This package provides resources for exploring large transcriptomics datasets from human induced pluripotent stem cell (iPSC) lines, run large numbers of differential expression analyses across random groups of individuals, in order to approximate power and guide experimental design. This vignette will guide you through its main usage.

News

Due to changes in underlying packages and in the permutation scheme (to enable analyses with a higher number of individuals), the results now produced by the packages will not be exactly the same as those published in the paper. This does not change the conclusions, but the precise sensitivity/false positive estimates will be different, meaning that you should not compare new results directly with older ones (but rather re-generate everything using the same versions).

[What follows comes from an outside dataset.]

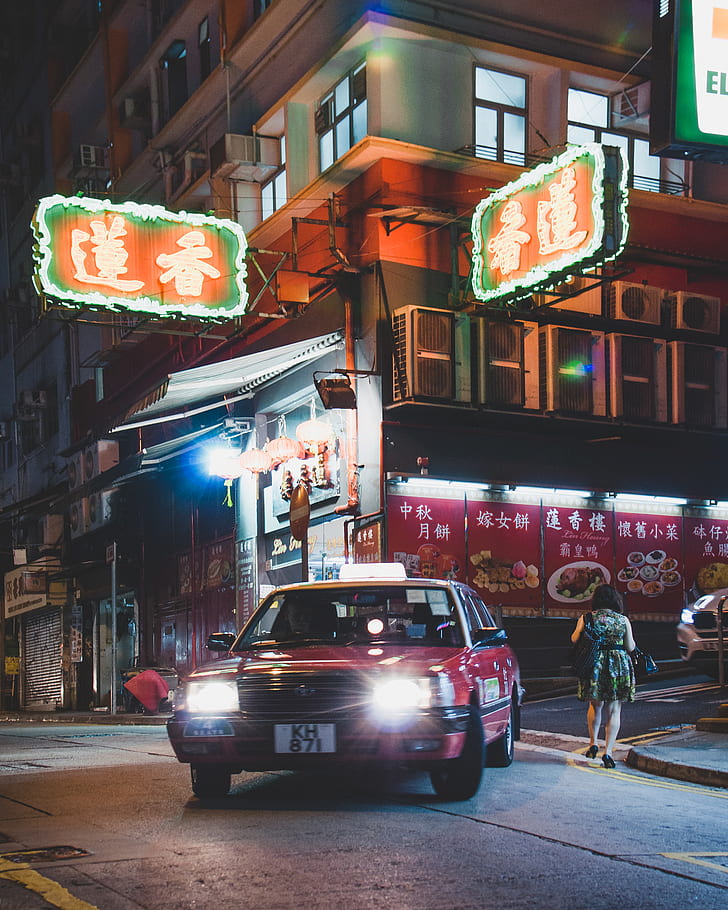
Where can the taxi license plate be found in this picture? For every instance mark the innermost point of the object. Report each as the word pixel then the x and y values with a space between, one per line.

Some recent changes: - the pre-filtering rule used in the paper is now the default (the documentation was contradictory) - the permutation scheme now allows for larger numbers of individuals - a wrapper was added from the dream method (see ?dreamWrapper) - the getSensitivityMatrices function has been updated to use the ComplexHeatmap package if available, making more professional plots.

Installing the package

To install the package, download it and install it using the following R command:

install.packages("path/to/iPSCpoweR.tar.gz", repos=NULL)

Alternatively, if you have devtools installed you can install the package directly from the git repository using:

library(devtools)
install_git("https://github.com/plger/iPSCpoweR", build_vignettes=TRUE)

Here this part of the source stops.